In Hero Years... I'm Dead Delux Edition (39 page)

The funny thing was, if he’d not pushed, I’d not be after him. More importantly, if he’d popped
me
into the vault instead of Selene, he would have eliminated the threat. Picking Selene was meant to torture me, and that meant a personal angle was complicating things.

And
personal
narrowed down candidates.

Taking the fire escape up to room 207 and breaking in wasn’t difficult. I popped the closet’s secret door and hit paydirt. Mr. Big’s uniform hung there, or a version of it. This one hadn’t been used for a bit. A pocket torch revealed a couple hairs on the lapel–black and gray respectively. More importantly, however, the shoes yielded two-inch lifts, accounting for a chunk of Mr. Big’s height.

But in that suspect pool, someone with black and grey hair who uses lifts stood out. Greg Greylan. No love lost between us, that’s for sure. He could have struck at Selene to punish her for helping me.

Then it hit me. After the memorial service he’d let it slip that Nighthaunt and I had talked. He covered himself well, but it had been a slip.

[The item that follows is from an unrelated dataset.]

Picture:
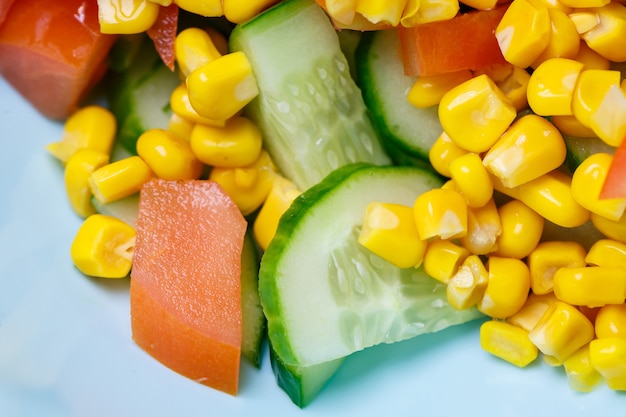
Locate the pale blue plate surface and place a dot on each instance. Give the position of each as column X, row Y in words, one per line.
column 66, row 348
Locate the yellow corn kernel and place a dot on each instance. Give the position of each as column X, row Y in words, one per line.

It all began to cascade together. Redhawk had worked to make the city safe and never got the acclaim for it he should have. He’d moved into politics to eclipse Nighthaunt, then term limits rejected him even though he’d done nothing wrong. By engineering a crisis, he could show the city how much it needed him. If he saved it, they’d get rid of term limits and he’d reign for longer than any old Tammany boss ever had.

I put everything back as I’d found it, even though I knew Redhawk would never return. I headed out and down to the lobby, then kicked the cage door in, surprising Bennie big time. I cut him off from the only exit. Desperate, he came at me, fists clenched.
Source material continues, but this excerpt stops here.